IN THE HIGH COURT OF ZIMBABWE

NDOU J

BULAWAYO 29 DECEMBER 2005


Criminal Review


NDOU J: The accused was convicted by a Gweru Magistrate of contravening section 56(2)(e) of the Road Traffic Act [Chapter 13:11] as read with section 25 Part LXXXIV of the Criminal Penalties Act [No. 22 of 2001].

The learned scrutinising Senior Regional Magistrate Central Division, is not satisfied with the propriety of the conviction resulting in him addressing the following minute to this court.

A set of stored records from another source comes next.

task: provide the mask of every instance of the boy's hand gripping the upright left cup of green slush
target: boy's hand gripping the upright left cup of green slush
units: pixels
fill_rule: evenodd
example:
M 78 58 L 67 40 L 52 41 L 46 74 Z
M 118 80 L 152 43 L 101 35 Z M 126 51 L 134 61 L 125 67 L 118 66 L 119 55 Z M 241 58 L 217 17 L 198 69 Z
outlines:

“The accused was convicted on his own plea of guilty of contravening section 56(2)(e) of the Road Traffic Act which provides that:


“Any person who … acts upon, produces or uses an invalid licence with intent that it shall be regarded as valid … shall be guilty of an offence” (emphasis is mine).


The facts of the case as per state outline are very shallow and the inquiry into mitigation by the trial magistrate is perfunctory. As shown above section 56(2)(e) of the Act … requires proof of requisite mens rea on the part of the accused before he is convicted as this is not a strict liability offence. An unrepresented accused may not appreciate this. In casu, the facts do not disclose how the accused obtained an invalid certificate of competence in his possession. This is so because it is inexplicable that accused would take an invalid certificate of competence to Vehicle Inspection Department (VID) inspectors to obtain a drivers’ licence disc well knowing that the certificate accused had was invalid. Further, it is

HB 135/05


not even explained how or in what way the certificate of competence was invalid. All these issues in my view, have a bearing on whether the accused had requisite intention to commit the offence and/or sentence to be imposed. All these issues were not canvassed by the trial magistrate and puts into issue the propriety of the conviction and/or sentence.”


I agree with the learned scrutinising Senior Regional Magistrate’s observations. The conviction cannot stand. The essential elements of the charge were not fully canvassed with the accused. He was not placed in a position where he would make an informed decision on his plea of guilty. As the accused was undefended, the trial magistrate was under obligation to assist him as far as is necessary to ensure that justice is done. The above pertinent points raised by the scrutinising Regional Magistrate should have been canvassed – S v Kefasi & Ors 1975(1) RLR 357; R v Cowan 1969(2) RLR 18; S v Tshuma 1979 RLR 366; S v Mutadza 1983(1) ZLR 123 and S v Chuma 1990(2) ZLR 33 (H). It is trite that the trial magistrate, when resorting to the use of the procedure set out in section 271(2)(b) of the Criminal Procedure and Evidence Act [Chapter 9:07] he/she is required to ensure that the accused fully understands the nature of the charge. All essential elements of the offence must be explained to the accused and be understood and admitted by the said accused. The element of the intention in casu, which emanates from the statutory definition should have been explained to the accused – S v Matimba 1989(3) ZLR 173(S); S v Dube & Anor 1988(2) ZLR 285(S) and S v Ncube (2) 1989(2) ZLR 232(H). This was not done in this case.


HB 135/05

Accordingly, the conviction be and is hereby set aside and a trial de novo is ordered before a different magistrate.